The Directory maintains the following data for each service:

  • service ID: This is a numerical (64 bits unsigned integer) value generated by the Directory and assigned to the service on registration. It is unique to that service as long as it is in the Directory. Although very unlikely, it is possible for this ID to be re-used after the service is deregistered. Zero (0) is not a valid ID.
  • endpoint: It consists of four distinct information:
    • protocol: The protocol (URL scheme) for the endpoint (grpc or cogment). The cogment protocol is not considered a "network" protocol and thus will not be checked for health (network connectivity).
    • host: The host for the endpoint (e.g. somewhere.com). For the grpc protocol this represents a TCP/IP network resource; it can be a network hostname or an IP address. For the cogment protocol it must be a registered name (see cogment endpoints) and typically does not represent a network resource.
    • port: The TCP port where the registered service is providing its services. This is required for grpc protocol hosts.
    • ssl requirement: Whether the service requires an encrypted SSL connection.
  • type: The type of service. This also determines how health checks are performed on the service (i.e. which gRPC service should be used to check the health of the service).
    • client actor connection: Provides client actor gRPC API service
    • trial lifecycle management: Provides lifecycle gRPC API service
    • actor: Provides actor gRPC API service
    • environment: Provides environment gRPC API service
    • pre-hook: Provides pre-hook gRPC API service
    • datalog: Provides datalog gRPC API service
    • datastore: Provides datastore gRPC API service
    • model registry: Provides model registry gRPC API service
    • other: This type of service does not provide a gRPC API service or it is not a type of service known to Cogment. Only the ability to perform a tcp connection will be tested for health checking.

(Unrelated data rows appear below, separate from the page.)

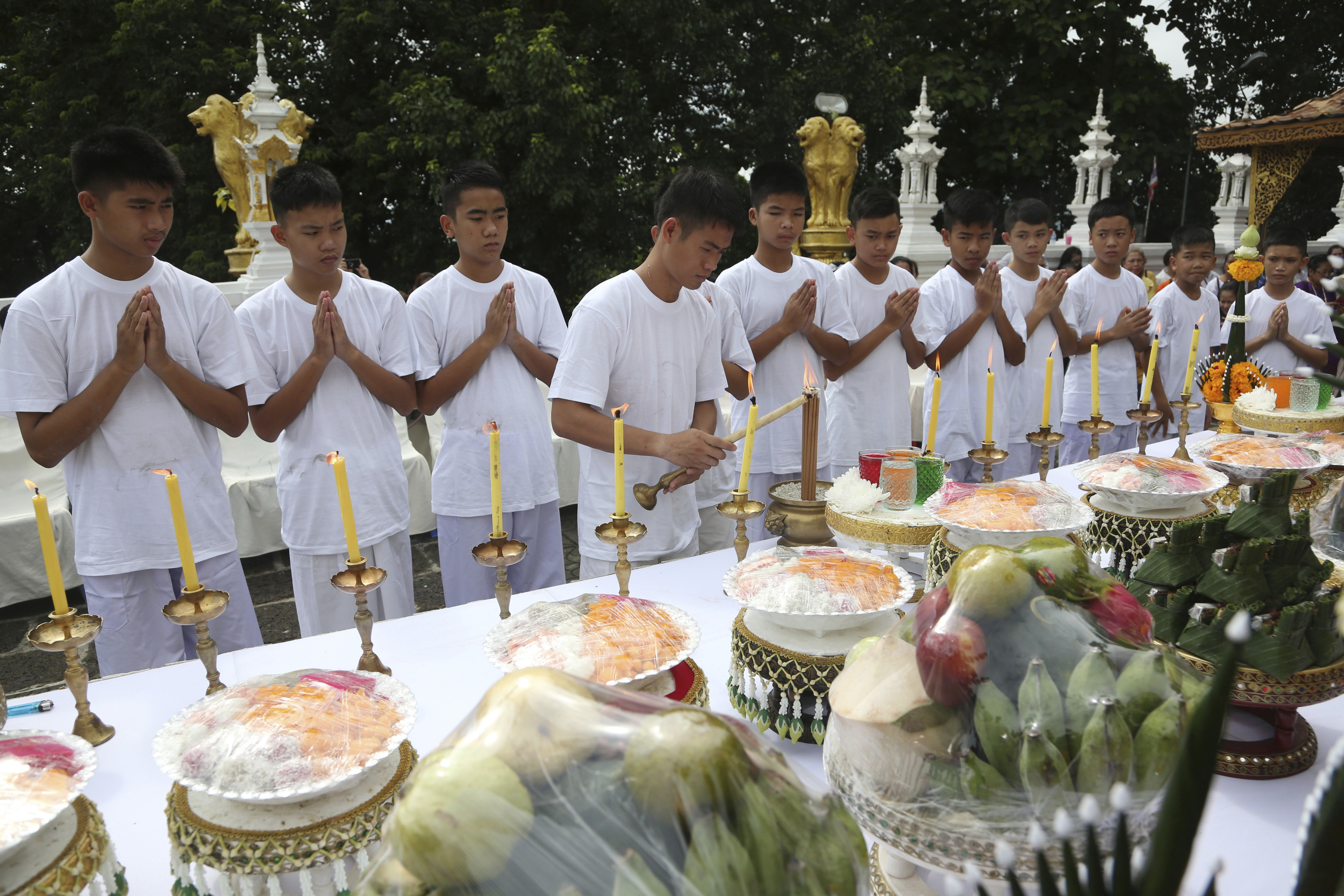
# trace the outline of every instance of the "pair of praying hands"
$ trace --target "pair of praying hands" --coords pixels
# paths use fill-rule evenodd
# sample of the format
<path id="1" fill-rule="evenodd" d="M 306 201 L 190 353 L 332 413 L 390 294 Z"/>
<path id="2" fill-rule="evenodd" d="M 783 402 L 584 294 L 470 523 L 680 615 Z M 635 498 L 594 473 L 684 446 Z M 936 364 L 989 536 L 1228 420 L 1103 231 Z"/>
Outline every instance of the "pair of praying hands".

  • permanent: This determines if the service should be kept in the directory regardless of health (network connectivity). It also prevents duplication of the service in the directory (i.e. if a duplicate is registered, the service will just be updated with the new information, and keep the same ID and secret).
  • properties: This is a free form mapping of name and value strings. But Cogment may require properties of specific names for its operation, in particular for endpoint discovery. These special property names are prefixed with a double underscore (__), e.g. __implementation. Also, for proper use in Cogment, property names and values should be restricted to a limited character set (see endpoint query).
  • secret: This is a secret string that is generated by the Directory on registering a new service. It must be provided to deregister a service. There is no way to recover this value, so it must be recorded after registration.
  • authentication token: A string to authenticate users of the registered service. It is provided by the user for registration of a new service, and the same token must be provided to access (deregister or inquire) that service.